The self-force program aims at accurately modeling relativistic two-body systems with a small mass ratio (SMR). In the context of the effective-one-body (EOB) framework, current results from this program can be used to determine the effective metric components at linear order in the mass ratio, resumming post-Newtonian (PN) dynamics around the test-particle limit in the process. It was shown in [Akcay et al., Phys. Rev. D 86 (2012)] that, in the original (standard) EOB gauge, the SMR contribution to the metric component $g^\text{eff}_{tt}$ exhibits a coordinate singularity at the light-ring (LR) radius. In this paper, we adopt a different gauge for the EOB dynamics and obtain a Hamiltonian that is free of poles at the LR, with complete circular-orbit information at linear order in the mass ratio and non-circular-orbit and higher-order-in-mass-ratio terms up to 3PN order.
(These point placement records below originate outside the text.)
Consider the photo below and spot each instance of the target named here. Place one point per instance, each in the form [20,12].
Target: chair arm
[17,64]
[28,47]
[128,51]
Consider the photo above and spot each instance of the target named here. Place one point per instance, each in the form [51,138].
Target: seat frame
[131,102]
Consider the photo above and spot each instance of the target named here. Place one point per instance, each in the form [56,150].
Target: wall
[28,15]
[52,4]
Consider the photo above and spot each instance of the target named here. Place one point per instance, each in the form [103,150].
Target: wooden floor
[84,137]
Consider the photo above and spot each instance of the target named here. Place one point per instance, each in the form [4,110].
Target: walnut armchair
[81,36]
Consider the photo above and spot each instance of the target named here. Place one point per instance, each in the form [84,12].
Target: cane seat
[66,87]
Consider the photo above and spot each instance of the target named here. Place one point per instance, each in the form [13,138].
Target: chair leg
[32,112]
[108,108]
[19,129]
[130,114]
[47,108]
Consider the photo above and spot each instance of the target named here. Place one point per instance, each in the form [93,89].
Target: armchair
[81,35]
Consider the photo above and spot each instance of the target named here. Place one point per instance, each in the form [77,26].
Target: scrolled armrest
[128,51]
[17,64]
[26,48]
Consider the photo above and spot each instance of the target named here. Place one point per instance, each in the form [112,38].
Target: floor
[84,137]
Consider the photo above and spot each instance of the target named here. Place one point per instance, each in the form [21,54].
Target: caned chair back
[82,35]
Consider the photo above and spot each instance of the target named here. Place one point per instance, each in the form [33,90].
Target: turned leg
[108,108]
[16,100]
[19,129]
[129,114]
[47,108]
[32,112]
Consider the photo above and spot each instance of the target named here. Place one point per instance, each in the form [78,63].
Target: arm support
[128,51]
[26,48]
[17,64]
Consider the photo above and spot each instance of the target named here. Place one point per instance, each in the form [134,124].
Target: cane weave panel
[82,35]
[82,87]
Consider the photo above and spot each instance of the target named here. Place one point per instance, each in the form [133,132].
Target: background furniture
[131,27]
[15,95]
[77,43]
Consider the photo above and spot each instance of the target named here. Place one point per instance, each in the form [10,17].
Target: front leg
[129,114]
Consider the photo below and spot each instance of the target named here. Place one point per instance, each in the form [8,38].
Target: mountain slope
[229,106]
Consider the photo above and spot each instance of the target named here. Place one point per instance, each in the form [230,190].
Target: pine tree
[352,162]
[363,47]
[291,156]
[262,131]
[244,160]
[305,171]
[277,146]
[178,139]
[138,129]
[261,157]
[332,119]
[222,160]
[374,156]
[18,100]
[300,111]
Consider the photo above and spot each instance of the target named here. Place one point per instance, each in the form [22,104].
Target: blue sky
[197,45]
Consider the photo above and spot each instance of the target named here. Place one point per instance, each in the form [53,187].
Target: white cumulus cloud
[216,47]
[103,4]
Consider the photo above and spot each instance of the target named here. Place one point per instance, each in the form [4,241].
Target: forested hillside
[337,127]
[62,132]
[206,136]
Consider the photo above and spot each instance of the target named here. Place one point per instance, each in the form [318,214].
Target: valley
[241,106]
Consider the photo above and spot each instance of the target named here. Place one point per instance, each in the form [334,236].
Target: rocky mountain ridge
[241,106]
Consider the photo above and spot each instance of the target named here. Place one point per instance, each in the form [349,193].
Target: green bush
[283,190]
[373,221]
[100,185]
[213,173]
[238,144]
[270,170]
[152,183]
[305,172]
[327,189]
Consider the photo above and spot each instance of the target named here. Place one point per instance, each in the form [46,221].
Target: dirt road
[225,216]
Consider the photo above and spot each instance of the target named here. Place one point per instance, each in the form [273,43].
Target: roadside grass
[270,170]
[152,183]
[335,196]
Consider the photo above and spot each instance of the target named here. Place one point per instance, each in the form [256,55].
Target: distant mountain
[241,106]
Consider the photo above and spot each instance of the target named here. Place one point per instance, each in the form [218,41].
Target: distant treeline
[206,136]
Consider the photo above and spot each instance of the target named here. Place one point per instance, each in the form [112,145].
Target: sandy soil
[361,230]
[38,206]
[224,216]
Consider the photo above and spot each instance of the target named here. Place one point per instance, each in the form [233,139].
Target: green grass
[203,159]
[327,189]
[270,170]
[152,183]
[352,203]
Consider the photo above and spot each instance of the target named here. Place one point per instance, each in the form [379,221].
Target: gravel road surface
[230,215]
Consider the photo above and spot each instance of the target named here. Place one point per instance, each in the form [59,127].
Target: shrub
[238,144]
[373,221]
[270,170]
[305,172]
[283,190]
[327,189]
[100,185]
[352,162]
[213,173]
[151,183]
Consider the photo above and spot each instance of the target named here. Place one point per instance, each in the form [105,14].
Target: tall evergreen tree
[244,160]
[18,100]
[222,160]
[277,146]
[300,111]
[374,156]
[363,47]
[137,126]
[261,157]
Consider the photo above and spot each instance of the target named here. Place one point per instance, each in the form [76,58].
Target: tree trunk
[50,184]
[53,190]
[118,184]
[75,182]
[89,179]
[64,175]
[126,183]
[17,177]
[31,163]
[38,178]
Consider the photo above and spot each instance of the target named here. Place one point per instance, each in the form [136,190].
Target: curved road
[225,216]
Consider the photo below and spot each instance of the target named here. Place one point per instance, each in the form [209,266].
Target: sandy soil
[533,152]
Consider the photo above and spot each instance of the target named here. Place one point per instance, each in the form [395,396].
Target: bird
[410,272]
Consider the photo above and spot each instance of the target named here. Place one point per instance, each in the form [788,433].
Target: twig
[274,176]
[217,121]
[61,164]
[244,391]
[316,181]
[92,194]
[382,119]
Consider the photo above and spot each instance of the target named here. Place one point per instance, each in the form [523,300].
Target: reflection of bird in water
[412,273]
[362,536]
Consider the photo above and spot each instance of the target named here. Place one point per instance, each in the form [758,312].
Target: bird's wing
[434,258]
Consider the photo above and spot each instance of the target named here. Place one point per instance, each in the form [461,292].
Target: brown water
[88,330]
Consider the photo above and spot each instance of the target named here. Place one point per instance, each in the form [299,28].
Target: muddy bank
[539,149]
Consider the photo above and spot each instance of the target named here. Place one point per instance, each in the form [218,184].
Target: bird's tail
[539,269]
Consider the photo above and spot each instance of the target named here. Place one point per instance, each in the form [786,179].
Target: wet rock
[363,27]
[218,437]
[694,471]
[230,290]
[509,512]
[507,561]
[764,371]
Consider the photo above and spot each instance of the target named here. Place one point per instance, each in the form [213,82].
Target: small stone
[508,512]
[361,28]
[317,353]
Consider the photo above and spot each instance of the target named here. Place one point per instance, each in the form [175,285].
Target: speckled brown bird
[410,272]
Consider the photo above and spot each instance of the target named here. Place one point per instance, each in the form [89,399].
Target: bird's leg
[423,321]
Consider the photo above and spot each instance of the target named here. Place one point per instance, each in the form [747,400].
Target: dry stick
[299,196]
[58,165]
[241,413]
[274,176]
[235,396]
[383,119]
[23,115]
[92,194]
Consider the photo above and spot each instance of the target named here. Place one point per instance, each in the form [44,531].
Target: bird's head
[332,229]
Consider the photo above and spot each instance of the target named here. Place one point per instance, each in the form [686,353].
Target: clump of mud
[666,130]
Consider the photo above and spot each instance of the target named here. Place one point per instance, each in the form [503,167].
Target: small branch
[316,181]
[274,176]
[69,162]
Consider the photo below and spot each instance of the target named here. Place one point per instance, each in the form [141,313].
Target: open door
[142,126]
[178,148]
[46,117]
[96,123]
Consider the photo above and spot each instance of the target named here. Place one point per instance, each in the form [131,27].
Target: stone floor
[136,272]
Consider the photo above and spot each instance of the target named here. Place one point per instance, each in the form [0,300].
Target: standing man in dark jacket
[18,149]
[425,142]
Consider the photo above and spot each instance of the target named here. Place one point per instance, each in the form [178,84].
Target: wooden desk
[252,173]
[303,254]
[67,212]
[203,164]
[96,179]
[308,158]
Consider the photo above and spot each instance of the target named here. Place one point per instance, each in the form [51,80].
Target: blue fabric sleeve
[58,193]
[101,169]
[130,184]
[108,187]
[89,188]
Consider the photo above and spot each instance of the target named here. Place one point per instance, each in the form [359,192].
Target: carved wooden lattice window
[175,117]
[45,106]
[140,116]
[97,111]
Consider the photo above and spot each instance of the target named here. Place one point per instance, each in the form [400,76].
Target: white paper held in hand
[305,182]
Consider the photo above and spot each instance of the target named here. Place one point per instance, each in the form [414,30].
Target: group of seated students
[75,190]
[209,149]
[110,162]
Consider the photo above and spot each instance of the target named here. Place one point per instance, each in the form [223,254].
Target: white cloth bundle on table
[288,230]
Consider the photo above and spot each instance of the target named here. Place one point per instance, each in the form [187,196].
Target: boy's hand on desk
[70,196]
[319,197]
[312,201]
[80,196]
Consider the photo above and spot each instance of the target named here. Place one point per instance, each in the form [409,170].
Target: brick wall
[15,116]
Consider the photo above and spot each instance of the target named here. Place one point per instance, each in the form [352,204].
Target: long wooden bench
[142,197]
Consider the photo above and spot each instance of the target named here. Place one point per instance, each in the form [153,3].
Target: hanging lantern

We confirm the absence of the LR-divergence in such an EOB Hamiltonian via plunging trajectories through the LR radius. Moreover, we compare the binding energies and inspiral waveforms of EOB models with SMR, PN and mixed SMR-3PN information on a quasi-circular inspiral against numerical-relativity predictions. We find good agreement between NR simulations and EOB models with SMR-3PN information for both equal and unequal mass ratios. In particular, when compared to EOB inspiral waveforms with only 3PN information, EOB Hamiltonians with SMR-3PN information improves the modeling of binary systems with small mass ratios $q \lesssim 1/3$, with a dephasing accumulated in $\sim$30 gravitational-wave (GW) cycles being of the order of few hundredths of a radian up to 4 GW cycles before merger.